Часть 1
19 августа 2016 г. в 19:30
Если открыть рот, звуков не будет — только выдох пробьёт лёгкие шипами и колкой изморосью осядет на губах. У Ацуши кости — архивы боли; в лабиринтах вен заплутало прошлое. У Ацуши шрамы не на коже, а там, намного глубже, под панцирем мяса, за ломкими лентами сухожилий и капилляров, и, если будет нужно, он обрастёт свинцовыми пластинами, обмотается ржавыми цепями и сошьёт рот — лишь бы никто не узнал.
У Дазая шрамы — вот они, на поверхности, плавают морской пеной и жгутся солью. Они не хранят в себе ценного — только смутные образы вязкого прошлого, которое, в общем-то, не хочется вспоминать. Но под пальцами — былое скорбное, пропитанная страхом бледная кожа и острые желанные плечи. Ацуши вздрагивает — руки ледяные — и сжимает рубашку. На каждом позвонке поцелуи пытаются выбить гвозди ненависти и вбить туда нежность; на шее — дыхание, щекотливое и ласковое, но Ацуши помнит: именно там обжигали кипятком.
Дазай не улыбается, только смотрит, изучает и собирает губами его страдания. Под кожей — упрямое молчание, укутанное бинтами, и случайно пойманный трепетный стон. Делить боль на двоих — это такое сакральное, что Дазай видит перед собой сына божьего и немой укор из-под ресниц. Под сердцем стынет недосказанное, оседает глухими молитвами и раскаяниями, и Осаму вроде говорит: «Я хочу», но Ацуши улыбается: «Не можешь».
Разделить — не может. Дазай не знает боли, у него впереди — исцеление, впереди — губы Ацуши и чужие страхи, закованные в вечность, а позади — какое-то осадочное и горькое, пустое, что до этого уже нет дела. Осаму вроде говорит: «Я справлюсь», но ему в ответ: «Не трогай».
Это ведь личное, это вросшее: оно пускает корни в венах, хватается ветками за трухлявые кости, расцветает прямо под сердцем и разрывает лёгкие. Это не выкорчевать и не вырвать — не поделиться, только медленно сгнить или дышать распускающейся болью. Дазай не знает, у него такого не было — и он не прочь понять, но Накаджима говорит: «Я сильный» — и подставляет открытые губы.

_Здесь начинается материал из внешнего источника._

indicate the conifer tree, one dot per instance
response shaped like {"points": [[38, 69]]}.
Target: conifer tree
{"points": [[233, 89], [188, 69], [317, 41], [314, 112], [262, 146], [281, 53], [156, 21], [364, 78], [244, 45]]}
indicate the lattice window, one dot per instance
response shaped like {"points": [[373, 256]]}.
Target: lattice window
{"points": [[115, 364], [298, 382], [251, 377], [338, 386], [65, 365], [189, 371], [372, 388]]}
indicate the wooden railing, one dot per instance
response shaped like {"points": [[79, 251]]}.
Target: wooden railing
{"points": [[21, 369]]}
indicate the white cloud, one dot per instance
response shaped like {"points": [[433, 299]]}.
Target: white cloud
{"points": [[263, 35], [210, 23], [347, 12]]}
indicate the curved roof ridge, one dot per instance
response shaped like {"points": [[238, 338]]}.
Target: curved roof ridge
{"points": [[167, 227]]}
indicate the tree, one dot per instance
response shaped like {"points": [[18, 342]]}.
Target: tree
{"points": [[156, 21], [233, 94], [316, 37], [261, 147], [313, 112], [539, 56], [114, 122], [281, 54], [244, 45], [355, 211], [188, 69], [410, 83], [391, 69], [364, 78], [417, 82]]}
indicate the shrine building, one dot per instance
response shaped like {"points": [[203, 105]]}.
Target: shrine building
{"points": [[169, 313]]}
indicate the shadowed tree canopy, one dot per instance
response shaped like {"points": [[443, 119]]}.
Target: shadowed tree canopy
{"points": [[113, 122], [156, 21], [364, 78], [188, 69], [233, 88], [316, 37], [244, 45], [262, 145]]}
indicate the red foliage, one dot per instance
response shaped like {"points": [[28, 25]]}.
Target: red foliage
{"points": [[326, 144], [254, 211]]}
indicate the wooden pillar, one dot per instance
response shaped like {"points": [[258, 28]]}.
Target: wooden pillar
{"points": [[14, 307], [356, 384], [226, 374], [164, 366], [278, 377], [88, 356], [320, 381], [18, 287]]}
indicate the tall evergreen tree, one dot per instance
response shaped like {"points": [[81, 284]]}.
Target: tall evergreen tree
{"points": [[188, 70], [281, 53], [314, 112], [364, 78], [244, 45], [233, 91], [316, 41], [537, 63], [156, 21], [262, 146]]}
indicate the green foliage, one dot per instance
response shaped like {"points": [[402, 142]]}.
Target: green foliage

У Осаму там, за бинтами, — человечное: ему бы только касаться и целовать ороговевшее прошлое на юном теле; но это сегодня Ацуши ближе, чем вчера, и завтра он не позволит изучать его шрамы. У них завтра — простое и яркое, не знающее срывающегося шёпота и тёплых губ на ключицах. Завтра — обыкновенное, в котором не будет ржавчины в лёгких и в котором Дазай не скажет: «Люблю». Но пока у них есть сегодня.
И в этом сегодня Осаму ещё может попытаться разделить боль на двоих.